You see, like a train, time is purveyor.  It glides by, neither fast nor slow and requires little thought once you're on your course.  It catches you up passively... it's your choice where it takes you, but whether you go or not is of little consequence; the main thing is that it runs.  The train system is surprisingly reliable, and yet, meeting times are negotiable.  Ending times are non-existent.  Time runs by whether you're with amigos or not, whether you're in a hurry or not, so why worry about it?  It's not like you can do anything about it anyway; you're a passenger.  So, obviously, the best thing to do is enjoy what you have and make do.  Dinner at 10:00?  Of course!  The day is only so long... why hurry to bed and end it so soon?  The night is young.  Churros con chocolate at 5am after a long night of discotecas?  The perfect start to a new day!  Enjoy the scenery!  Thus time delivers you to your next destination, more or less on schedule and richer for the ride.

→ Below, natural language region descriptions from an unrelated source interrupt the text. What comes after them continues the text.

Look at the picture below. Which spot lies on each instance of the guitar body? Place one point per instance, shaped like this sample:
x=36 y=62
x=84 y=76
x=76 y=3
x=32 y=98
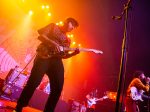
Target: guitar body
x=45 y=51
x=92 y=101
x=135 y=94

And that is Spanish time.  When they told me that an hour's one-way commute wasn't too long, the go-getter, take-life-by-the-horns-and-then-give-it-plastic-surgery part of me stared in disbelief (give me an hour in Oklahoma and I can be two counties away, not just in the center of the city), but I guess from this perspective, it makes a little more sense.  I'm still not sure what I think of it, and most days I feel like I'm suspended over the best (or worst...) of both our cultures as a peace offering to the gods, but it might be worth surrendering to.  To slow down, to cease hurrying.  To defy the time = productivity equation.  Perhaps, perhaps.  Siesta, anyone?